那男子忙问道:“小弟只道皇上治国安民,不曾听过关外战乱之事,却不知是怎生光景?”
那先生叹了口气,道:“老朽便是家住大同,想是那鞑子受了朝廷的气,常在边境杀烧抢掠,大同一带实是民不聊生,苦不堪言呐。便在上个月害得我妻离子散,不得已才跑来这安乐窝里躲躲灾哩。”
其时瓦刺以朝廷赏物太少为由,常侵犯大同、肃州一带,这京城里的人受皇帝庇护,自然不知晓关外光景何如。
那男子听他说完,又复问道:“鞑子嚣张如斯,圣上没有遣人前往支援退敌?”
那先生道:“张太后去世不久,皇帝才至弱冠,如何操得了这等大事?老朽听得人说,如今皇帝宠信宦官王振,朝中大事,尽交由他处理。这王振却是个阴险狡诈之徒,他倒巴不得鞑子兵打进来,便想趁此机会,大败鞑子,邀功领赏。嘿,他又如何能知,如今鞑子齐心协力,个个骁勇?”
众百姓听到此处,不禁“啊哟”一声惊呼,皆道:“如此说来,那鞑子兵不久便要打过来了?”
那先生道:“皇帝若再糊涂下去,只怕转眼便打了过来,大明花花江山,岂不是被他眼睁睁送了出去?”
众人听他说皇帝糊涂,心中一禀,胆儿小的当先溜了开去,余下的尚自交头接耳,低声辱骂王振,却也怕被人听了去,惹得杀身大祸,因此不敢大声喧哗。那先生却不畏惧,说道:“朝中上下,奸臣当道,忠义之臣固然也有。似成国公朱勇这等大忠大义之臣,宁死也不肯屈从贼子,只盼哪日苍天护佑,将王振那小人千刀万剐才好。”
“好!”众人虽然惧怕,但听他说的如此大义禀然,也忍不住喝了一声采,齐道:“似那般奸险狡诈,无情无义之人,必当落得个千刀万剐的下场!”
“谁说无情无义的人便要落得千刀万剐的下场?”众人正嚷叫间,忽闻身后有人问话,不禁吓了一跳,齐转身看去。见那说话之人是一女子,着了一袭红装,嘴唇殷红,肌肤胜雪,身姿妙曼,真个天仙一般,听她话音,年纪似在三十四五左右,若单看容貌,与二十四五的女子又有什么分别?这女子双目冰冷,教众人一见之下,不由得心生畏惧,只怕她与王振有什么干系,都悄声道:“散了罢。”匆匆散去。
那先生却不害怕,见众人离去,只叹息一声,也即跟随在后,却听那红衣女子喝道:“适才是你在说吗?”
那先生回过头来,昂然道:“皇帝听信奸臣,对关外战乱只作不管,害得我家破人亡,老朽适才所说,可有什么不对吗?”
红衣女子笑道:“皇帝如何,与我没什么相干,只是听你说无情无义之徒,必受千刀万剐之苦,我却着实听不过耳。”

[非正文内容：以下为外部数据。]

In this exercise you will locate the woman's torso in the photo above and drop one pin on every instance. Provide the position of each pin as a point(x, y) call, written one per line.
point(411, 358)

那先生道:“无情无义无耻之辈,如若得能好死,天下谁还来做好人?”
红衣女子秋波微转,冷笑道:“我瞧也未必。”话声甫息,忽见她右手挥动,一束红色布巾如钢针般,“嗖”地一声向那先生飞去。那先生乃是村野匹夫,此刻已命在顷刻尚不知晓,正没做理会处,忽听得“铛”地一声响,眼前不知何时已站着一名青年男子,那男子五官端正,皮肤泛黑,身穿灰色道袍,摸约二十四五年纪,手中持了一把长剑,却是教派子弟。
那先生忽见眼前多了一人,倒给吓了一跳,这般来得神鬼不觉,心中如何不怕?忙不迭地转身就跑。他却不知,若非眼前这男子及时拔剑,将那红布巾挡下,他此刻已在地下朝拜阎王。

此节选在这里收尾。